When it was announced that the World Table Tennis Championship was to be held in an Asian country, a Press report carried the news that the Hyderabad Government had granted a scholarship to Miss Sultana to go abroad for intensive practice. But for unknown reasons she could not go. Perhaps it would have made a great difference if she had gone.
Miss Sultana had a star-hitting sports career from the day she began playing in 1948, and within a year she surprised the Table Tennis fans when she won the Indian Table Tennis Championship for women at Hyderabad at the age of 13.
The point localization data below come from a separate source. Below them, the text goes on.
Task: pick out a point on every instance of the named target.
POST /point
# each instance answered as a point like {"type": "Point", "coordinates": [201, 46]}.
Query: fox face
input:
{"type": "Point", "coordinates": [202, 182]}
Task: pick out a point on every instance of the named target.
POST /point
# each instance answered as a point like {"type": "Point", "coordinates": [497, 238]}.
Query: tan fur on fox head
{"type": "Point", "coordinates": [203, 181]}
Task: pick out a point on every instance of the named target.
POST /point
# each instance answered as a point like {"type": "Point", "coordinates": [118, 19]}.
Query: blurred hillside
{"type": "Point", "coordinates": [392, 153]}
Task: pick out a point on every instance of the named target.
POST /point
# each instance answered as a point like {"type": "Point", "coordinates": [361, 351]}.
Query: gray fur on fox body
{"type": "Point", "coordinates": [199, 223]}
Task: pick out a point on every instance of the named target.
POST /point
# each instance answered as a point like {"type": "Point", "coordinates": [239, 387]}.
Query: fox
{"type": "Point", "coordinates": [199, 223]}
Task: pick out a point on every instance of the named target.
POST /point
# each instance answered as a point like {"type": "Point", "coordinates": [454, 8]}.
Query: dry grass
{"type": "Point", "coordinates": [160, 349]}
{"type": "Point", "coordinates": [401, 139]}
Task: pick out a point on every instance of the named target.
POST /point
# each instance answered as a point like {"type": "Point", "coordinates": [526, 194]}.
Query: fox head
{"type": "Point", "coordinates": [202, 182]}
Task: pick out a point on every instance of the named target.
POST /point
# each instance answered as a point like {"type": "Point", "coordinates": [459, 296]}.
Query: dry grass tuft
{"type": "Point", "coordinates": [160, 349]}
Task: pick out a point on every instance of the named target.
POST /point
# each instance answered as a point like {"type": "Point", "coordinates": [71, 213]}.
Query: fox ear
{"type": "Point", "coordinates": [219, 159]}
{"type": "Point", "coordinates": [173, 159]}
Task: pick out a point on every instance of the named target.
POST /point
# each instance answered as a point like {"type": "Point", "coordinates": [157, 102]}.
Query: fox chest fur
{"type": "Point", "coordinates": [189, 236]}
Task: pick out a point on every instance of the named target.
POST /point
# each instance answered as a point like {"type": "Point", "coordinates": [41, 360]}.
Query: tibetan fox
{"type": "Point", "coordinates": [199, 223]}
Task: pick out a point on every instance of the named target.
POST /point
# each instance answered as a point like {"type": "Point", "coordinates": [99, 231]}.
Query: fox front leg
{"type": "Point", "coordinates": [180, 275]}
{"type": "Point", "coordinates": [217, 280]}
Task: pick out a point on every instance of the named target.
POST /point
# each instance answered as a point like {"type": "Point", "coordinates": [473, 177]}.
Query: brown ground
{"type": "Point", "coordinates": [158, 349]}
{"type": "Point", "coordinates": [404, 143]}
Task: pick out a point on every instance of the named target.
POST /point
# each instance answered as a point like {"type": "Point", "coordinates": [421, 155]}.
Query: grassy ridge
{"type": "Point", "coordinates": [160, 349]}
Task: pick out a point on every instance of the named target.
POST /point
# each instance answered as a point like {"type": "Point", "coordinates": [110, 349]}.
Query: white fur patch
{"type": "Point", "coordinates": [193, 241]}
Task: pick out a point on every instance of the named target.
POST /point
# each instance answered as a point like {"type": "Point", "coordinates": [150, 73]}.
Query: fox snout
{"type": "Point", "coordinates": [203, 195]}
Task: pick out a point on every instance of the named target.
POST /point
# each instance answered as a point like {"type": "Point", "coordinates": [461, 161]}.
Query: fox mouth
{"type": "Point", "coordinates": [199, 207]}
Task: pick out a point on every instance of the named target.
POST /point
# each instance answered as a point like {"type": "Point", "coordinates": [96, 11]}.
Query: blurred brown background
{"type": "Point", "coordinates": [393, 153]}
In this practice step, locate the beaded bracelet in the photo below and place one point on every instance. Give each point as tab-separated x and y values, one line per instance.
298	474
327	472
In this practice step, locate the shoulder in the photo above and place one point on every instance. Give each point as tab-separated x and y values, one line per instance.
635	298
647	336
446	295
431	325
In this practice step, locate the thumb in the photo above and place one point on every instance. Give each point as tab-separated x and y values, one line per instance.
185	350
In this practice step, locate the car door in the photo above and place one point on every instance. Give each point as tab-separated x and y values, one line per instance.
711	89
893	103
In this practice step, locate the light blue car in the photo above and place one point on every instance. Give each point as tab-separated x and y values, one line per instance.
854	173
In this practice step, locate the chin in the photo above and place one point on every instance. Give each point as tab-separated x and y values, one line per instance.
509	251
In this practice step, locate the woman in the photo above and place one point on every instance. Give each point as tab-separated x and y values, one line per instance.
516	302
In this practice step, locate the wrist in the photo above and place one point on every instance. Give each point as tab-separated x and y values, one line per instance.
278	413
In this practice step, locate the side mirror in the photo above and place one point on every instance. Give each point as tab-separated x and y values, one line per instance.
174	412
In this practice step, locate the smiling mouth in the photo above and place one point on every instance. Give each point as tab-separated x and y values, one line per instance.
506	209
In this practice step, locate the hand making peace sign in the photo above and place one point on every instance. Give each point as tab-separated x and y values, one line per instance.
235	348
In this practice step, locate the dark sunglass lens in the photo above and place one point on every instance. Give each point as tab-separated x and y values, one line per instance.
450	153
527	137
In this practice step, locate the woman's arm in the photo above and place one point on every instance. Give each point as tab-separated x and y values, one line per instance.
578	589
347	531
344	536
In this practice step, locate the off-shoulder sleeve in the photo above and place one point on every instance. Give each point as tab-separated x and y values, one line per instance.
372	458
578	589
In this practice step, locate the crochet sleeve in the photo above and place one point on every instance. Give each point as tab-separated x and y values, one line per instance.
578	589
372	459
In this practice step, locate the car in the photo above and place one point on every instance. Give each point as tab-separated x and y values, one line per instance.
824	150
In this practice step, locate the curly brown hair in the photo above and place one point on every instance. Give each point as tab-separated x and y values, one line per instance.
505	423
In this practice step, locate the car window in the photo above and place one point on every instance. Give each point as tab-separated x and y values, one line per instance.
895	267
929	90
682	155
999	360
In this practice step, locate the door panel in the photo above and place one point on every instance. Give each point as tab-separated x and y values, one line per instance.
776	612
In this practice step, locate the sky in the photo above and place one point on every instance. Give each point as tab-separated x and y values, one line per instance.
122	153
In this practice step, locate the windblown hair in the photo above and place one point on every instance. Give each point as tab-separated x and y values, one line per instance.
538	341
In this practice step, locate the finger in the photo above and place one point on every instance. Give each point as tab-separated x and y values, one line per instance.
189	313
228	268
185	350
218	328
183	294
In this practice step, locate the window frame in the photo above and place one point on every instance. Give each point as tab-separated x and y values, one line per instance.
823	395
At the World Championship held in Bombay none of the Indian players fared better than Miss Sultana. She won the World Women’s Consolation Singles beating Wonk Bik Yiu of Hongkong (21-11, 21-11). There was quite a good field in this competition and therefore Sultana’s victory
was a great achievement.
Johnny Leach, Britain’s current world singles champion commented on India’s Miss Sultana, he said “She should make a champion with a little more experience.” Leach added, should be a quarter-finalist this year.
Richard Bergmann, four-time world champion thought the women’s individual title would be fought out by the present holder, Mrs. Angelica Rozeanu of Rumania, Gizi Farkas of Hungary, and Trude Pritzi of Austria, with India’s Miss Sayeed Sultana the “outsider.”
World Table Tennis Championship (1954) – London, Great Britain
India’s chances at Wembley
Opinions of Barna and Leach
India’s chances in the World Table Tennis Championship, opening at Wembley have been adversely affected by the draw but it should put up a grand fight against the toughest opposition, according to Johnny Leach and Victor Barna.
India’s excellent women’s team had also drawn unfortunately against the strongest possible opponents in Romania, Hungary and Scotland. “Again it will be close struggle for the third place between India and Romania”, said Leach. Miss Sultana was easily the most outstanding woman player in the tournament, but she would lack first-class support from team fellows. She is India’s main hope and is capable of upsetting the best of players.
Barna, widely considered as the world’s greatest table tennis player said “In Sultana, India has a girl with world championship potentialities. I have played against her several times on my two visits to India and in championships abroad. I have not seen her for some time now but if she has developed her attack as I advised her then, she will have all a champion requires. In the past, she had very much relied on defense, which is why she has not been outstanding in the world class games. She is still young, and a great future is ahead of her.”
Young and active Sayeed Sultana, India’s Number One woman table tennis champion, has come out with flying colors in the World Table Tennis Championship played at Wembley. She won both her singles, and made a gallant, though unsuccessful, attempt to carry Meena Parande to
victory in the doubles. Miss Sultana had a comfortable win on her match against Miss Ferron of Ireland, her good defense contributing to the victory.
India’s women’s team did fairly well in the Corbillon Cup, winning three of their six matches in their group, which was won by Hungary. But Sayeed Sultana was outstanding yet again competing at the highest level in the world.